La proporción de policías por habitante en España es una de las más altas de Europa, con el coste económico que ello supone y que impide su crecimiento al ritmo de la demanda, pues sufragar un policía equivale al menos al doble de lo que cuesta un guardia de seguridad privada. Cataluña, a pesar de las manifiestas carencias del despliegue autonómico, se encuentra, ahora que todavía no se han marchado todos los agentes de los cuerpos estatales que han de ser sustituidos, en la situación más absurda de su historia: hay más policías que nunca, y la alarma se dispara hasta la desmesura. Las autoridades catalanas, con una más que cuestionable voluntad de configurar un modelo policial catalán que excluyera la participación de policía nacional y guardia civil, percibe de pronto la inacción de los que quedan, incluso en los lugares en los que el despliegue aún no se ha consumado. Su corta experiencia y la falta de coordinación con la policía local, amén de la inveterada costumbre de todos los cuerpos policiales de no compartir los datos de que disponen, consuma la tragedia en zonas tan heterogéneas como el norte de la provincia de Barcelona y una amplia zona de la provincia tarraconense. Así que Cataluña, que ni siquiera cuando los estatales se vayan estará infradotada de recursos policiales, menos ahora, sufre los asaltos violentos por parte de bandas organizadas y sofisticadas que asocian sin asomo de discriminación, extranjeros (inmigrantes o no) y autóctonos con ganas de aprender.

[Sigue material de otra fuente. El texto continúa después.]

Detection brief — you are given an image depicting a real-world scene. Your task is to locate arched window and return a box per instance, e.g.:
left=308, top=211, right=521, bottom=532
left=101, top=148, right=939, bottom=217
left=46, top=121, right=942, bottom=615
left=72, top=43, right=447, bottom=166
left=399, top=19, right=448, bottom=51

Y entonces llega un contingente de salvadores guardias civiles, aportados por el gobierno central, y vuelve el escándalo: para los medios filogubernamentales el problema es paliado por la policía autonómica; en los contrarios empieza la burla por el hecho de que la nación catalana en ciernes pida ayuda al benefactor Rubalcaba. Entre la soberbia de unos y la de los que quieren ahogarla, el ciudadano de a pie, bamboleado por la información sesgada, ignora el final de los que le atacaron (prisión o repatriación, en el mejor de los casos), pero peor aún, no sabe si su miedo se ha fraguado en la máquina espantosa del poder. Porque una policía judicial, puesta estrictamente al servicio de los jueces, no le interesa ni a la izquierda ni a la derecha. El control que ejerce el ejecutivo resultaría entorpecido si unidades policiales concretas se desprendiesen de manera efectiva de su dependencia orgánica del ministerio de interior. Una vinculación opaca, más incluso que la del ministerio fiscal. Su cercanía a quienes dirigen el Estado permite mercadear con el miedo para poder criticar partidistamente la actuación del policía o del juez es una tentación insalvable para los que gobiernan y para los que pretenden hacerlo.